Among the listed possibilities to split the app.py into multiple files, I found this approach to be the most simple and straigth forward. It's worth to mention that if you import request and session from flask, you can access the request details and the session in views.py.
Any serious reason to not use this and use Blueprints instead? This looks so easy.
@Banik, It does look easy, but it will most likely become cumbersome, if you'll be adding dozens or more routes. With the Blueprints you'll be just defining a few Blueprint names. Not to mention, that each Blueprint also allows you to specify its own special folders, like static and templates, so you could keep them more organized and separated from each other.
17

I would like to recommend flask-empty at GitHub.

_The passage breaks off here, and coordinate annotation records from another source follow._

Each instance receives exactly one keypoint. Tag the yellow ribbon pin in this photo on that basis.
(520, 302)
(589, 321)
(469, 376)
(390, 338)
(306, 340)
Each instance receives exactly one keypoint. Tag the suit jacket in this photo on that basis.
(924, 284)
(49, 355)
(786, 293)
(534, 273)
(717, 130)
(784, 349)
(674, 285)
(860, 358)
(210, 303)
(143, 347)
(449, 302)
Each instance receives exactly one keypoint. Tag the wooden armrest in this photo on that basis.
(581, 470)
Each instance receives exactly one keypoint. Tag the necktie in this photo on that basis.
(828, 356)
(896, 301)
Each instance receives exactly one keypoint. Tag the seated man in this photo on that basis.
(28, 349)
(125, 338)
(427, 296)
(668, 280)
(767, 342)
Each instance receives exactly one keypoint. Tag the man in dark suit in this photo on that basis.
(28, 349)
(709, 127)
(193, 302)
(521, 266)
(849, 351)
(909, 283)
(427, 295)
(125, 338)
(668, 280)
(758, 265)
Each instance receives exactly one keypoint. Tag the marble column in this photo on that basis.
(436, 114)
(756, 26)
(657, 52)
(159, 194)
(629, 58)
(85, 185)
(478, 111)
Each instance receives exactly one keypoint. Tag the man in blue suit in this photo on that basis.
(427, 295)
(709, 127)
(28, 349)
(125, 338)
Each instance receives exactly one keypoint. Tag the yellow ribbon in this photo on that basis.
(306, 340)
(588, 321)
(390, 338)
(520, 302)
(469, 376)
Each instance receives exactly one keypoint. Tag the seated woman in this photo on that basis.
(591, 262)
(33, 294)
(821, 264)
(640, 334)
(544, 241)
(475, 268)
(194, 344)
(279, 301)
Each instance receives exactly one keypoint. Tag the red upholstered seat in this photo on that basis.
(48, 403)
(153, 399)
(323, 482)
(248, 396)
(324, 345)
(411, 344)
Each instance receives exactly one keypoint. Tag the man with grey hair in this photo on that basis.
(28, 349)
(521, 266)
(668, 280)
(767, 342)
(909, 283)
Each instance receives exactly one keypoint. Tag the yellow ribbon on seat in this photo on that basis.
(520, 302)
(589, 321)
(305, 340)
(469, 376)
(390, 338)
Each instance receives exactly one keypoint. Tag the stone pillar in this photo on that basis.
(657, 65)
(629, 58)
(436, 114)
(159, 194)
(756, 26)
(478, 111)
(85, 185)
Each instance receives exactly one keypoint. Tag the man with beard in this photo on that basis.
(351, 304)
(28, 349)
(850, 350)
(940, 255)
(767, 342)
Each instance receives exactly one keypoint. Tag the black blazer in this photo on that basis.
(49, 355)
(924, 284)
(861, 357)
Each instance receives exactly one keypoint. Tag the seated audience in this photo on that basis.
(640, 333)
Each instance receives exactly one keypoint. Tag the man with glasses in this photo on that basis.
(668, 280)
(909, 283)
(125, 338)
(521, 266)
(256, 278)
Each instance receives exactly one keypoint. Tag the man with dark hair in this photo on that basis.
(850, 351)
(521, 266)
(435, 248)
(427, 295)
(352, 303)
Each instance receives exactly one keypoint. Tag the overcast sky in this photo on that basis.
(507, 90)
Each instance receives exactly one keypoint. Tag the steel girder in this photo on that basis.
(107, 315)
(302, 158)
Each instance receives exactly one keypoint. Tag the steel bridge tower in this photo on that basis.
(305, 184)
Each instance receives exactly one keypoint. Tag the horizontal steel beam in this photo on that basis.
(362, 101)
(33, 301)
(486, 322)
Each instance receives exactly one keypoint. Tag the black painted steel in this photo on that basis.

It provides an easy way to understand Blueprints, multiple views and extensions.

Comments

15

If you need split blueprint to separate files you can use snippet:

# app.py

from blueprint_module import blueprint

app = Flask(__name__)
app.register_blueprint(blueprint)
# blueprint_module\__init__.py

from flask import Blueprint

blueprint = Blueprint('my_blueprint', __name__)

from . import page
# blueprint_module\page.py

from . import blueprint

@blueprint.route("/url", methods=['GET'])
def hello():
  return 'hello world'

3 Comments

Note: add text in blueprint_module/__init__.py
This reminds me a lot on how Express for node suggests to organize the service routes. Great answer.
did not work for me. I have to correct the import for app.py from blueprint_module.page import blueprint
7

Dividing the app into blueprints is a great idea. However, if this isn't enough, and if you want to then divide the Blueprint itself into multiple py files, this is also possible using the regular Python module import system, and then looping through all the routes that get imported from the other files.

I created a Gist with the code for doing this:

https://gist.github.com/Jaza/61f879f577bc9d06029e

As far as I'm aware, this is the only feasible way to divide up a Blueprint at the moment. It's not possible to create "sub-blueprints" in Flask, although there's an issue open with a lot of discussion about this:

https://github.com/mitsuhiko/flask/issues/593

Also, even if it were possible (and it's probably do-able using some of the snippets from that issue thread), sub-blueprints may be too restrictive for your use case anyway - e.g. if you don't want all the routes in a sub-module to have the same URL sub-prefix.

Comments

0

I found a simpler alternatives than the current top 3 answers which I ended up not using because:

  1. The Blueprint approach in the first answer is an overkill for small apps.

  2. The package approach in the second answer has an ugly circular import, and import your_module annoyingly cannot be at the top of the app.py file.

  3. The Centralized URL Map is fine but I don't like the fact that centralized routes are separated from their views.

It turns out, there is a simpler fix to #2. Just move the app object into its own module (named app_factory.py, for example), and then have every other modules import that app_factory.py

For example.

app_factory.py

from flask import Flask

app = Flask(__name__)

and in your view files, import app like this:

view1.py

from app_factory import app

@app.route('/test', methods=['GET'])
def test():
    return 'it works!'

and in your main file app.py, import all the building blocks as you normal would, like:

app.py

from app_factory import app
import view1  # This can be put at the beginning of this file

@app.route('/')
def index():
    return 'hello world'

It works from my side.

Comments

-1

The solution is very simple. Make a new file and put app in that file. Then you could import that file anywhere. for example, in A.py app = Flask(name)

in B.py and C.py from A import *

1 Comment

You should avoid from something import * as it makes it difficult to follow what you’re importing.